I need to show that $x$ has the form $x_0+\frac{tb}{gcd(a,b)}$ and $y$ has the form $y_0-\frac{ta}{gcd(a,b)}$ for some appropriate choice of integer $t$. I was given the hint to prove this by contradiction but I saw absolutely no path forward using that.
Since $n=ax_0+by_0=ax+by$ I can infer $a(x-x_0)=-b(y-y_0)$. I can also see that my goal amounts to proving the existence of an integer $t$ such that
$$(x-x_0)\cdot gcd(a,b) = tb\\ (y-y_0)\cdot gcd(a,b)=-ta$$
This vaguely resembles the statement that $b$ divides the left-hand side of the first equation, and likewise for $a$, although it's a little more than that. One thing that comes to mind is that $|ab| = gcd(a,b)lcm(a,b)$ but I'm not seeing how I could use that. Thought about maybe arguing that since $a(x-x_0)=-b(y-y_0)$ then either $b|a$ or $b|x-x_0$ but that only holds for prime $b$.
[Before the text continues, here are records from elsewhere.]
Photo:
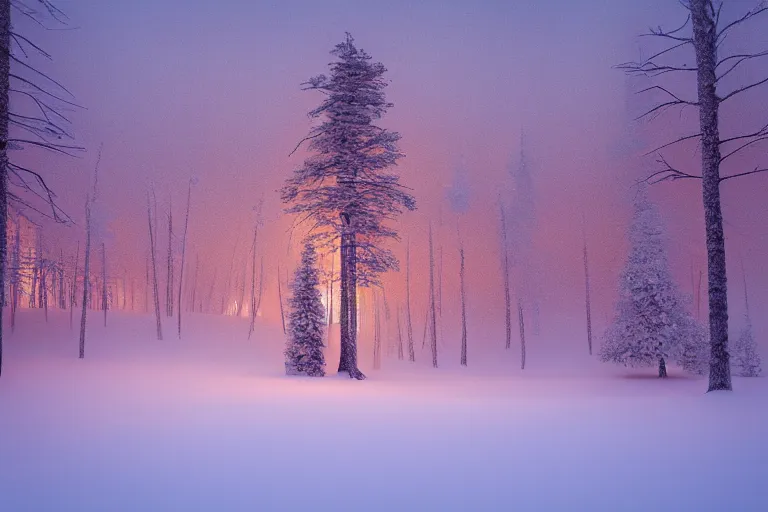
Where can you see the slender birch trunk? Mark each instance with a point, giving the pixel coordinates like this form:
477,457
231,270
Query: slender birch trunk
183,255
169,291
330,294
588,301
155,287
376,333
104,295
253,281
16,262
522,333
505,270
280,297
433,315
408,323
86,272
400,352
5,67
463,306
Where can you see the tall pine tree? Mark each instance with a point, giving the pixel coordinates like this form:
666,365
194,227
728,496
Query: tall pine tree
344,191
651,321
304,353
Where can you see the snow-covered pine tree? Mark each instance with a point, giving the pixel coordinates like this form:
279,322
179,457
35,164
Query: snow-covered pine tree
650,320
304,353
344,190
694,349
745,355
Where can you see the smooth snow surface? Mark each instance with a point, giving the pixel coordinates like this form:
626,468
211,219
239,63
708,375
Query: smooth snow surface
210,423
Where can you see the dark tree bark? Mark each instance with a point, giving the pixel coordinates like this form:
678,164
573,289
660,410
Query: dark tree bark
705,37
5,68
16,273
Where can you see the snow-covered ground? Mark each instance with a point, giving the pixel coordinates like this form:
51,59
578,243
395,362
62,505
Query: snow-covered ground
210,423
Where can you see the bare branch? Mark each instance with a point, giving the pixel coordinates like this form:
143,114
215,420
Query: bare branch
762,131
681,139
42,91
755,11
743,89
16,37
56,148
739,59
743,146
668,173
743,174
660,88
664,106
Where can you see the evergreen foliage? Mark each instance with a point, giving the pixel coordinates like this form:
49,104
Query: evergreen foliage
745,355
651,324
304,353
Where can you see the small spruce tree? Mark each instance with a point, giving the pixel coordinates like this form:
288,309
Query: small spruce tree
304,353
651,321
694,349
745,355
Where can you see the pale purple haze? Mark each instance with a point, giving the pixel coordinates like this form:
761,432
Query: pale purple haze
212,91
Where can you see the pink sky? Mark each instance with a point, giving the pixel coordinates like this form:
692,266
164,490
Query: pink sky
178,89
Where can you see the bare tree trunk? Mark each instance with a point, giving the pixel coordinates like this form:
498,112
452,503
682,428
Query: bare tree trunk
5,67
330,292
408,323
194,283
183,254
209,299
104,295
16,262
463,306
280,297
86,274
505,270
354,371
227,290
40,280
522,333
344,315
62,295
376,333
400,354
705,37
241,284
348,359
44,291
155,288
698,297
433,315
253,281
588,302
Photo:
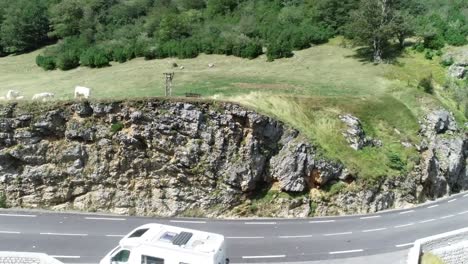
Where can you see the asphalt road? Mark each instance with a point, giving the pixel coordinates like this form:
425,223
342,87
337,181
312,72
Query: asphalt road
86,238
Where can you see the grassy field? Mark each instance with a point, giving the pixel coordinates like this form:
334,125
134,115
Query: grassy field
308,91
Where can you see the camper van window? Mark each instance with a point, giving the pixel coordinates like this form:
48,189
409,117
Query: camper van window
121,257
151,260
139,232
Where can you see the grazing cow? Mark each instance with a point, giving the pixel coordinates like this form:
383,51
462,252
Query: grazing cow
82,92
12,94
43,96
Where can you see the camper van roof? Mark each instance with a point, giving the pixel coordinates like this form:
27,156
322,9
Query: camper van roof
173,238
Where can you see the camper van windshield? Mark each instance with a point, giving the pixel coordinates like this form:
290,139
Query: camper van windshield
139,232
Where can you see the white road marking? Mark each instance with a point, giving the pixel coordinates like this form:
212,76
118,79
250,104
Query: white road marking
260,223
346,251
188,221
427,221
105,218
370,217
447,216
407,212
62,234
338,234
304,236
410,224
59,256
10,232
245,237
373,230
268,256
16,215
323,221
404,245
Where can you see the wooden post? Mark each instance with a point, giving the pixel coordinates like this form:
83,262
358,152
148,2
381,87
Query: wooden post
169,77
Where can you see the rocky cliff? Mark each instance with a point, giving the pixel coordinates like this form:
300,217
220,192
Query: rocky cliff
151,158
166,158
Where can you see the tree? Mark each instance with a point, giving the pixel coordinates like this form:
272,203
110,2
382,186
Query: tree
25,26
65,18
404,26
374,23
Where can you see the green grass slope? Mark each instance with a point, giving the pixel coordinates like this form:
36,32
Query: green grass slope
308,91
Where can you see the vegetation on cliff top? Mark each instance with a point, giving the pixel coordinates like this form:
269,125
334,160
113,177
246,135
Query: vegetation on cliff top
308,90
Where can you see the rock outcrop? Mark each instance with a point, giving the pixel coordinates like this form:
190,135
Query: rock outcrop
151,157
441,172
163,158
355,134
444,156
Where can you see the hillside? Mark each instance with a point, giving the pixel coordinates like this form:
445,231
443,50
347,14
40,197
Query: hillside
309,91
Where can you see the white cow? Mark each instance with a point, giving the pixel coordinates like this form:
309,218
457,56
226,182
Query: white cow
12,95
82,92
43,96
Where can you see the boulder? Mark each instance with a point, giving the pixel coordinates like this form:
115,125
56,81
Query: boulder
355,134
456,71
438,122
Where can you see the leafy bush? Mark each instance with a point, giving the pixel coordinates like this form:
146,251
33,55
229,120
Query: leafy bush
435,42
67,61
278,50
337,188
46,62
428,54
395,162
251,50
94,58
446,62
426,84
455,37
3,200
119,55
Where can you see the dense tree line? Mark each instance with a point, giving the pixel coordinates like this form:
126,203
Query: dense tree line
95,32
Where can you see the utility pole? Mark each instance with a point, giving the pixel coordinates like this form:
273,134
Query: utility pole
169,77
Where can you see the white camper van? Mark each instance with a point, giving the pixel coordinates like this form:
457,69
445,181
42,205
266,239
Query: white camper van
163,244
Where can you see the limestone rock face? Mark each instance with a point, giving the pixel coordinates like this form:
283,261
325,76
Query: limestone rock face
456,71
163,158
444,159
152,158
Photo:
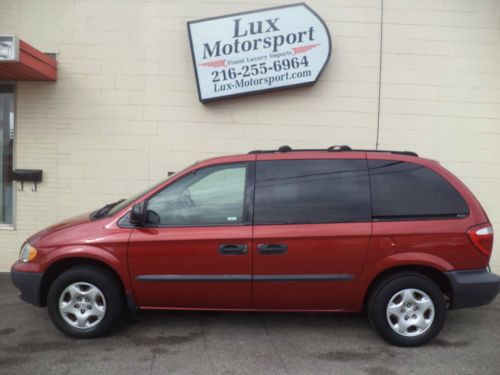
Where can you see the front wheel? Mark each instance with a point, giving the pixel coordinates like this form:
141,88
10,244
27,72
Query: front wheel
407,309
85,302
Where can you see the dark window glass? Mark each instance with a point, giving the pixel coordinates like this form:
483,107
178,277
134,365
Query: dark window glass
7,101
311,191
209,196
410,190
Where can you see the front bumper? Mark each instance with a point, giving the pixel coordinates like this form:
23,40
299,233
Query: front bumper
472,287
29,284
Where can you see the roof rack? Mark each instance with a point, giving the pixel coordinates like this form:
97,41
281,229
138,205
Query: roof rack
336,148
Any help would be appreciated.
We know $a(x-x_0) = -b(y-y_0), a = gcd(a,b)\times c, b = gcd(a,b)\times d$, and $gcd(c,d) = 1$, so $$gcd(a,b)\times c (x-x_0)= -b(y-y_0) \Rightarrow x -x_0 = \frac{-(y-y_0)}{c}b \times \frac{1}{gcd(a,b)}$$
Therefore: $$x = x_0 + \frac{tb}{gcd(a,b)}$$ Which is $t = \frac{y_0 - y}{c}$. So we should show $\frac{y-y_0}{c}$ is an integer number. To show this:
$a(x-x_0) = -b(y-y_0) \Rightarrow gcd(a,b) \times c (x-x_0) = -gcd(a,b) \times d (y-y_0)\Rightarrow x-x_0 = d(y-y_0)/c$
as we know $x-x_0$ is integer, and $gcd(c,d) = 1$, so $\frac{y-y_0}{c}$ is an integer.